Here´s a short clip of what I try to accomplish in a more effective way ????:
Basically it´s two cursors in a fake OS, that interacts and draws atoms, and loads of other stuff.
All the illustrations comes from illustrator vector files, and right now I have two ways of accomplishing the “drawing” (which are both very tedious and slow)
1) Copy Masks in from Illustrator into After effects in a shape layer
2) Copy each mask path from the shape layer, into the cursor controller, move timeline past the new position keyframes in the null layer, and going back to 1) until all masks have been copied.
3) Use the stroke effect on the shape layer, and timing the stroke percentage slider with the cursor keyframe position.It is painfully slow. I tried to copy the mask path data to notepad, just to be able to see what´s in the data, but apparently that is only possible if it has keyframes. I guess AE does some tricks to convert from Mask Paths to positions behind the scene. I hoped it would be possible to pick the coordinates, and loop through all mask paths, moving the timeline automatically with a script, as this is very time consuming, when I have about 50 drawings with rarely below 20 masks.
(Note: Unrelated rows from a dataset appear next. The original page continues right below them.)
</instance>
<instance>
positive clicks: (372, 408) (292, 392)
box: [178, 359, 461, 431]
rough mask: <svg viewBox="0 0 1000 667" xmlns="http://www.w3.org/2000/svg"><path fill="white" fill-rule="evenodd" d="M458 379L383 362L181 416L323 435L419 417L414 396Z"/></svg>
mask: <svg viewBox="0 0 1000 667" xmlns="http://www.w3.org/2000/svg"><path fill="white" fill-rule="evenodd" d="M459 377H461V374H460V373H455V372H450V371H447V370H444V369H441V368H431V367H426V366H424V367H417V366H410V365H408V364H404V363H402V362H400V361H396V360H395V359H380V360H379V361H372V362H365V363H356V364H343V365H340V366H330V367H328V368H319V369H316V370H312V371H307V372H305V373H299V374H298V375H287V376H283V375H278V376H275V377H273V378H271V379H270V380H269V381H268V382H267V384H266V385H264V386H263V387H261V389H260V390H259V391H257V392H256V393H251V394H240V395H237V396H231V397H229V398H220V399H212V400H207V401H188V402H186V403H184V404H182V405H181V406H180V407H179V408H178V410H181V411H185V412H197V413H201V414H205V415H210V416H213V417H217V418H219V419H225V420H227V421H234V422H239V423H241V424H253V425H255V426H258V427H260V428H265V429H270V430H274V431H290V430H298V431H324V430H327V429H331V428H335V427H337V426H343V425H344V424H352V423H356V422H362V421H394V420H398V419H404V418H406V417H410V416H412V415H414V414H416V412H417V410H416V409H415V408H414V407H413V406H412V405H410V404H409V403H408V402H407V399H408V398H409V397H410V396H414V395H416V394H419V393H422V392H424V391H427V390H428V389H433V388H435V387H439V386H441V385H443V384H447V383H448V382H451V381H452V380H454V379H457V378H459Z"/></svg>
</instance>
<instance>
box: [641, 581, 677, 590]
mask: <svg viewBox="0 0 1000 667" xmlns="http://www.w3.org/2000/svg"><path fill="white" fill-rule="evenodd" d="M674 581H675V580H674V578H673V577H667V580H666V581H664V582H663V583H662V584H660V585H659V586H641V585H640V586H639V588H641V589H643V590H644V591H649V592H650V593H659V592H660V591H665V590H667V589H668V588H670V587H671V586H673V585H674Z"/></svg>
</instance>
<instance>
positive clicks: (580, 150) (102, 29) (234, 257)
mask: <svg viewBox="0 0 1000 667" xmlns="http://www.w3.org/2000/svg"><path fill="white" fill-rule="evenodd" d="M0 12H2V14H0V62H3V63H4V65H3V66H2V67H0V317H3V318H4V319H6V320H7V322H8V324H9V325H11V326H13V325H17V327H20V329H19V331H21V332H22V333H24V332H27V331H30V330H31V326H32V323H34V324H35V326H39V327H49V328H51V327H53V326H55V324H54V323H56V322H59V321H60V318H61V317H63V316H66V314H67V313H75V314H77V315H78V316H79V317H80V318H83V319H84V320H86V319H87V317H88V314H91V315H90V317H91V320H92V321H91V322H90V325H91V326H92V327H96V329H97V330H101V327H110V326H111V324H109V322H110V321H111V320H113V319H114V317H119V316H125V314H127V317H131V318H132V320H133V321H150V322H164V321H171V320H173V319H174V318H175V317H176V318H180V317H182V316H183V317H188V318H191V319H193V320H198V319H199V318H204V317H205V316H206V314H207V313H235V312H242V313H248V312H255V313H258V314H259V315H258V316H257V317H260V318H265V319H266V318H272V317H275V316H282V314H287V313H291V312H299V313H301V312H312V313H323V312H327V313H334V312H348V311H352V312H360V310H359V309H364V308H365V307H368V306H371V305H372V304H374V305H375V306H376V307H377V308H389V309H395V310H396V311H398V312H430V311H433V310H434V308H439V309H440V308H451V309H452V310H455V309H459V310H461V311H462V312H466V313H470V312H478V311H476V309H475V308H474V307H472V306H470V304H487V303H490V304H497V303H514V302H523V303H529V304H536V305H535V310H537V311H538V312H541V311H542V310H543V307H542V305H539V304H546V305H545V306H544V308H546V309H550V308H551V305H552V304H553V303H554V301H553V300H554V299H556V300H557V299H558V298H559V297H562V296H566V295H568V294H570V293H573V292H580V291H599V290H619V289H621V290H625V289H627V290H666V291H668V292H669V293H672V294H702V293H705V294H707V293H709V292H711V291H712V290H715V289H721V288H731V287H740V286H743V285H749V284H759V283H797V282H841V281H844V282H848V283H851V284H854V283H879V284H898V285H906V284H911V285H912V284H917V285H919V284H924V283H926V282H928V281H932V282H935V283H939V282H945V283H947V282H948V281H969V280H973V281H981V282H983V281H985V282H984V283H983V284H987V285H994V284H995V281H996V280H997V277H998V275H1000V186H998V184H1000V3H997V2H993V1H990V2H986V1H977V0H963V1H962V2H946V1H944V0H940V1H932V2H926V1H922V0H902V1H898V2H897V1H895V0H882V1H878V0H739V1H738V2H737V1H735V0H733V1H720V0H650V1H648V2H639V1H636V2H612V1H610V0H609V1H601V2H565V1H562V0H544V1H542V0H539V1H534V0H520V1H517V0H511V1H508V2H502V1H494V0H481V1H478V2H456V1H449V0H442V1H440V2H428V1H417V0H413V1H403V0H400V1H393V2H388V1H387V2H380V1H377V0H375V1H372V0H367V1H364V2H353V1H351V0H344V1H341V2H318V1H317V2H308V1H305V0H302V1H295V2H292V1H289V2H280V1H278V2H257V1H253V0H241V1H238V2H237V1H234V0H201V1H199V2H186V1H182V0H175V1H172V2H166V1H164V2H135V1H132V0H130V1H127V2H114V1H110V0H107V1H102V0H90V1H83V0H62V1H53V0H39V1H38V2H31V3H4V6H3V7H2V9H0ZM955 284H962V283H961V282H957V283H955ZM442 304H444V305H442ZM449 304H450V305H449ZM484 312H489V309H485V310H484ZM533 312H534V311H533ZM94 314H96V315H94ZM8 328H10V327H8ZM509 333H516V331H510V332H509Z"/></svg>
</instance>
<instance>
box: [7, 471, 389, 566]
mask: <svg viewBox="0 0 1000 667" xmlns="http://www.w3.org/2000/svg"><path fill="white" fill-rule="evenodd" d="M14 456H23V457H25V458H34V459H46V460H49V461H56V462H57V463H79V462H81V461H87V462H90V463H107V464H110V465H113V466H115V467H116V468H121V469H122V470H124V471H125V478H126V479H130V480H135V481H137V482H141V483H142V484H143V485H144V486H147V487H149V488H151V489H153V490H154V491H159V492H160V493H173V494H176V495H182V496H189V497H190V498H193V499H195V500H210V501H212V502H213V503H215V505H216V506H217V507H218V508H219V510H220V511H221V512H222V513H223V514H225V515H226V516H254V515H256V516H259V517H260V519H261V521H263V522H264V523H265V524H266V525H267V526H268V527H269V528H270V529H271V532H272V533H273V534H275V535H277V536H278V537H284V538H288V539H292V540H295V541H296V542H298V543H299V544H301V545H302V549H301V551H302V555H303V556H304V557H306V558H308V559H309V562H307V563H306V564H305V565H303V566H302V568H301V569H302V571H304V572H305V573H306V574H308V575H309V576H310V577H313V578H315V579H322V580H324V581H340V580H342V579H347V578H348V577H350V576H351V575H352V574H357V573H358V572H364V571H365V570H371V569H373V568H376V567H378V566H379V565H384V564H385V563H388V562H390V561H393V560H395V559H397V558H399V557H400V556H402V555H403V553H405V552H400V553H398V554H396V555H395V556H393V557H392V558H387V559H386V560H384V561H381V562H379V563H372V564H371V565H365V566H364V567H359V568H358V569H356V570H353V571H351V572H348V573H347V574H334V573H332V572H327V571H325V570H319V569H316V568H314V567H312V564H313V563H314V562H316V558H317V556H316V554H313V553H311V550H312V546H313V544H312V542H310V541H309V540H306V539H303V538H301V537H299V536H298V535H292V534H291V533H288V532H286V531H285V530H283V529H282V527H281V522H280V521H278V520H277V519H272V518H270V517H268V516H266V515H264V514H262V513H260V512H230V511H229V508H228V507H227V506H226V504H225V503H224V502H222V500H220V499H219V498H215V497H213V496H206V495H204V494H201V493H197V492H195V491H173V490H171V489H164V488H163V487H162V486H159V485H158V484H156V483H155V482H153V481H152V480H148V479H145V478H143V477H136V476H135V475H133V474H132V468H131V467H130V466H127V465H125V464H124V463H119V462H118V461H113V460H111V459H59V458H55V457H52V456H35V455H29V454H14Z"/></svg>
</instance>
I have found similar descriptions before – and have searched high and low for a script that could help me.
I have used the rd script MasksToShapes, combined with the script Waypointer, and ALMOST got the result I needed. Unfortunately in the spacing between masks, the expressions controlling the cursor movement, just blinked the cursor from path to path. If there was smooth movement, it would have been perfect.
Does anyone know of a script that could make any of the operations described above easier?
Any suggestions would be much appriciated!(I tried (without luck) implementing the script by Xavier Gomez here hoping it could do the trick:
https://forums.creativecow.net/readpost/227/24513 )PS – for others with only little experience with AE:
Another method I use, when the drawings have too many masks, that are separated, and therefore makes method 1 even slower, is to use the Draw-on effect. I accomplish that by either using the Motion sketch, and sketch out all lines directly on the drawing in after effects, and then use draw-on effect on the drawing itself, pickwhipping the motion from the cursor null, to the brush position. It works like a charm, but makes my computer lag so much it can only playback in 1/10 speed and quality set to quarter (even when the draw on dots spacing is set so high that the drawing is only truly visible when rendered).